Input files/directories are copied using stagein in the moment when the job is being executed at a specific node (there is a standard data transfer using SCP) before/after job execution). I.e. if you change the input when the job is queued, the job should be computed with new input (with obvious premise that the input files have the same names).

I want to run jobs explicitly at machine eru1.ruk.cuni.cz or at aule.ics.muni.cz. Is there a way how to specify to qsub command that I want only one concrete machine and no other?

There is a way using command

qsub -l nodes=MACHINE_NAME:ppn=NUMBER_OF_PROCESSORS 

It would it be more useful do not select concrete machine but arbitrary machine with 64-bit system (architecture AMD64 or EM64T), then it is better to require in qsub command property amd64.

What does the error message "qsub: Cannot find a valid kerberos 5 ticket: TGT ticket expired" mean?

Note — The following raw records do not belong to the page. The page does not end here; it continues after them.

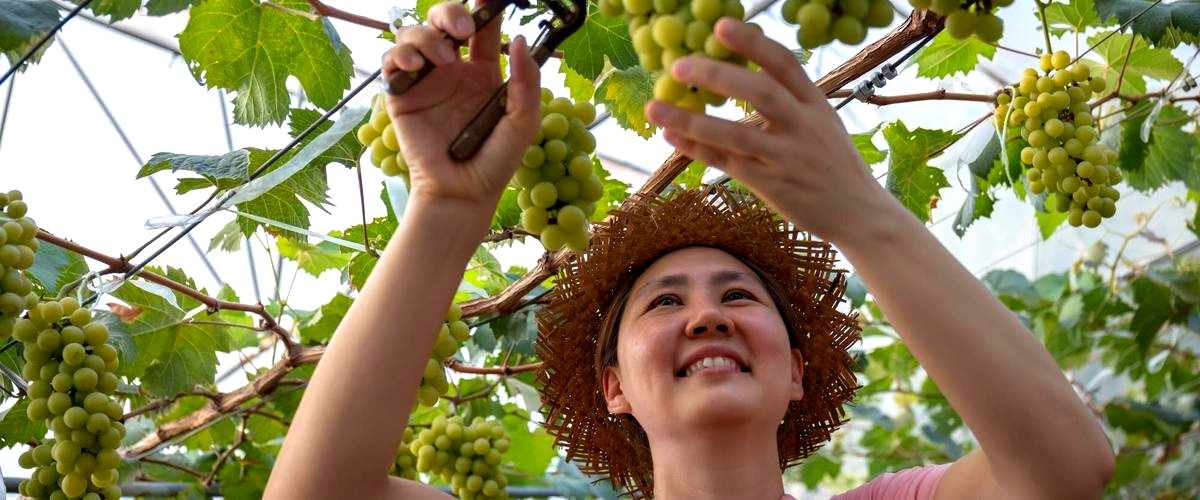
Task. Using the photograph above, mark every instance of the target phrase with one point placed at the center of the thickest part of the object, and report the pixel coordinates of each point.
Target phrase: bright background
(78, 176)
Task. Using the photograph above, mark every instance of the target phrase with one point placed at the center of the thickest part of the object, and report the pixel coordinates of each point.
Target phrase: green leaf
(1153, 309)
(1048, 222)
(581, 89)
(315, 259)
(946, 55)
(599, 38)
(535, 449)
(55, 267)
(1144, 62)
(16, 428)
(323, 325)
(163, 7)
(1155, 24)
(870, 154)
(625, 94)
(22, 24)
(910, 176)
(1169, 156)
(251, 48)
(1077, 16)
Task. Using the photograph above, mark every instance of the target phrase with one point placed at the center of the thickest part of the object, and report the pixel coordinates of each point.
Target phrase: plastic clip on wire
(568, 18)
(865, 89)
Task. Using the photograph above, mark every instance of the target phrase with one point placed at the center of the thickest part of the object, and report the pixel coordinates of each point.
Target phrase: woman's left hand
(802, 162)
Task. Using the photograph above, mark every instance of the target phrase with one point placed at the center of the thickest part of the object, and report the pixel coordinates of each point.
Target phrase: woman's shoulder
(912, 483)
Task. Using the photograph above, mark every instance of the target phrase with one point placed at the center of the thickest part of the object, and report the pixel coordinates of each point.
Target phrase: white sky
(60, 150)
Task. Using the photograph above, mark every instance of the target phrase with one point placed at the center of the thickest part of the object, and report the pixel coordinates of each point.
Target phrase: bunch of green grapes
(18, 240)
(71, 371)
(665, 30)
(466, 457)
(558, 188)
(451, 336)
(381, 137)
(822, 20)
(964, 18)
(406, 459)
(1065, 158)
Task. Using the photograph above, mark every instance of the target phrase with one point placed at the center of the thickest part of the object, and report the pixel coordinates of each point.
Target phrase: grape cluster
(405, 465)
(1063, 155)
(665, 30)
(822, 20)
(381, 137)
(465, 456)
(18, 240)
(451, 336)
(964, 18)
(70, 366)
(558, 188)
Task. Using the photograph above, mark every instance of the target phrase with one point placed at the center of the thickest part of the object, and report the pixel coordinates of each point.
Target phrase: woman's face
(701, 343)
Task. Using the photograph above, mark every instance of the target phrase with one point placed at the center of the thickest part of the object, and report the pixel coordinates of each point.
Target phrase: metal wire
(42, 42)
(255, 174)
(129, 145)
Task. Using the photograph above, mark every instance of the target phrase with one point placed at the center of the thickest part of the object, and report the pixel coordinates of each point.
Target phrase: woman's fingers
(775, 59)
(742, 138)
(453, 18)
(766, 94)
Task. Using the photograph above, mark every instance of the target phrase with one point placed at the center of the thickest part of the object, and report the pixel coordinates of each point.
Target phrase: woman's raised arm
(352, 419)
(1037, 438)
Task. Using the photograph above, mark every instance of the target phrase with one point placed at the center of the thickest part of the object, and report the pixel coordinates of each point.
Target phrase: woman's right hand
(431, 114)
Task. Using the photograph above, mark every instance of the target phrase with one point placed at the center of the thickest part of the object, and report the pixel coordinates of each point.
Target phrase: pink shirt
(912, 483)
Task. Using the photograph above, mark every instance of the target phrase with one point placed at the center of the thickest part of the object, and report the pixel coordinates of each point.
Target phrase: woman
(719, 427)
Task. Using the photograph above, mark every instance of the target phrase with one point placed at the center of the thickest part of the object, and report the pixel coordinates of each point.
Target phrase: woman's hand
(802, 162)
(431, 114)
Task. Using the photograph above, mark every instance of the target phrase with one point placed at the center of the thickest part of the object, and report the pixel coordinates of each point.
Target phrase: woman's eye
(666, 300)
(738, 295)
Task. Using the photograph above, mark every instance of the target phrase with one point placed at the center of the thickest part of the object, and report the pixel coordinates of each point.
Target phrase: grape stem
(1045, 24)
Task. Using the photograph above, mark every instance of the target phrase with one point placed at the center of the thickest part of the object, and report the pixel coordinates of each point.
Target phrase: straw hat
(583, 308)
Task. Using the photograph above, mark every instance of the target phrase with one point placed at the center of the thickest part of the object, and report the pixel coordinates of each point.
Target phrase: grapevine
(18, 241)
(665, 30)
(465, 456)
(964, 18)
(379, 137)
(450, 337)
(822, 20)
(71, 371)
(1065, 158)
(558, 186)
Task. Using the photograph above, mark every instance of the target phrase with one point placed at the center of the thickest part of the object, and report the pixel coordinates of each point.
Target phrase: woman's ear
(612, 391)
(797, 386)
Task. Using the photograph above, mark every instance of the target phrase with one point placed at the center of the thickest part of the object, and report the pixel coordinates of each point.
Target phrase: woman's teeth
(719, 362)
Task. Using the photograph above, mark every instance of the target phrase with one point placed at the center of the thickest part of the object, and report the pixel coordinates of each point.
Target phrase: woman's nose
(709, 320)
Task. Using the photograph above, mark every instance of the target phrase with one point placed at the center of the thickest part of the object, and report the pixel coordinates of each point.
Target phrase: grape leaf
(599, 38)
(1169, 156)
(1075, 16)
(625, 92)
(22, 24)
(1144, 61)
(1156, 23)
(322, 325)
(252, 48)
(580, 88)
(871, 155)
(315, 259)
(910, 176)
(55, 267)
(946, 55)
(163, 7)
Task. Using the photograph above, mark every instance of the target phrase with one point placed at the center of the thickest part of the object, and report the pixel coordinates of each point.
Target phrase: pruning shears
(568, 17)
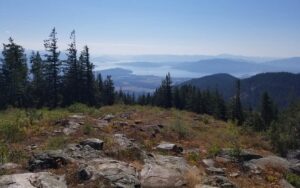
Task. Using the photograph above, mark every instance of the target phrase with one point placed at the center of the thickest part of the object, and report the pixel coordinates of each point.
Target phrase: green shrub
(87, 129)
(12, 132)
(214, 150)
(34, 116)
(57, 142)
(3, 153)
(180, 129)
(235, 152)
(11, 154)
(82, 108)
(293, 179)
(193, 157)
(78, 108)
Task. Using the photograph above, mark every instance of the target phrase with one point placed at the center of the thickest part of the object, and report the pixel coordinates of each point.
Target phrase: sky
(265, 28)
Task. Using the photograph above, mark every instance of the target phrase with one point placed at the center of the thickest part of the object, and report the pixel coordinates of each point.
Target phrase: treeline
(47, 81)
(191, 98)
(283, 128)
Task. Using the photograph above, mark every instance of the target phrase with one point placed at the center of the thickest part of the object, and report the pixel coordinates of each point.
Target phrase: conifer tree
(38, 80)
(53, 70)
(88, 77)
(108, 93)
(268, 110)
(71, 73)
(237, 110)
(14, 74)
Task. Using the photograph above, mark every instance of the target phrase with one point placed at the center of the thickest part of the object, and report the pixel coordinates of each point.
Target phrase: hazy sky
(241, 27)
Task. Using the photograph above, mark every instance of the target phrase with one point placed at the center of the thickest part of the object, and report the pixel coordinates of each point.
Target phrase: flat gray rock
(93, 142)
(165, 146)
(164, 171)
(32, 180)
(117, 173)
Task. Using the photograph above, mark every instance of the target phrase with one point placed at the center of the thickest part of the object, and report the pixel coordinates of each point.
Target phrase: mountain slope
(282, 87)
(222, 82)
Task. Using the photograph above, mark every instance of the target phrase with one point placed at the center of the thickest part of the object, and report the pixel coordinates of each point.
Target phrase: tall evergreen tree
(38, 80)
(237, 110)
(71, 73)
(163, 95)
(53, 70)
(108, 93)
(88, 77)
(268, 110)
(14, 74)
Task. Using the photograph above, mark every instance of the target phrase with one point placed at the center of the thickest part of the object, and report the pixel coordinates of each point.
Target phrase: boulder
(100, 123)
(81, 152)
(123, 142)
(117, 173)
(274, 162)
(48, 159)
(208, 162)
(151, 130)
(285, 184)
(164, 146)
(71, 124)
(293, 155)
(93, 142)
(126, 145)
(295, 168)
(164, 171)
(247, 155)
(215, 171)
(218, 181)
(32, 180)
(244, 155)
(108, 117)
(9, 166)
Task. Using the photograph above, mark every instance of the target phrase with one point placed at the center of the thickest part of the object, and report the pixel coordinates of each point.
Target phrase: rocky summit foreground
(131, 147)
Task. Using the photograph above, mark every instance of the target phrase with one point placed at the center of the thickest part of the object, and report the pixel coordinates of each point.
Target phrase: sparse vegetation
(293, 179)
(57, 142)
(214, 150)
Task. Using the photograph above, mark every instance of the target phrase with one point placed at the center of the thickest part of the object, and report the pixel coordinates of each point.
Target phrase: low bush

A valid Kerberos ticket is required for successful submission of a computational job into PBS batch system. Commonly an user obtains Kerberos ticket automatically after successful login to METACentrum machine. A ticket is valid for 10 hours. If the Kerberos ticket expires and the user wants to submit a job into the system the mentioned error message will appear. This can be solved by renewal of the ticket validity by command kauth (or kinit &ndash) or by new login. Current state of your Kerberos tickets can be checked using command klist. More information can be found in Kerberos dokumentation.

Is there a way how to set a script for my jobs that fell out from the queue not to be computed automatically again? (because I would prefer to submit them on my own)

Add parameter -r n to a command qsub.

How can I set jobs to run after a specific time period? (e.g. if I want them to prepare in advance)

Add parameter -a to a command qsub (-a date_time Declares the time after which the job is eligible for execution).

I compiled my program using Fortran compiler from Intel. However when it runs in a queue the error message „IOSTAT = 29“ will appear. During execution of the program in the command line there is no such error message. Is it necessary to specify paths for the input files when running in a queue?

In the beginning of task script, which you submit to PBS, is good to change current directory according your needs. Otherwise your job runs in current directory of cluster, not in directory, which was actual during running qsub. (For a link to this directory from task script is possible to use a variable PBS_O_WORKDIR, if job runs on the same cluster as qsub.) It is possible to have the input/output files copied automatically to/from a computational node through parameters -W stagein=... and -W stageout=... command qsub. It is good to use AFS directory (~/shared), which is slower( particulary not so good for temporary and huge files), but visible from all Metacentrum nodes.

According to the documentation programs should run from scratch directory. How this can be arranged if I do not have the right to write in the scratch directory?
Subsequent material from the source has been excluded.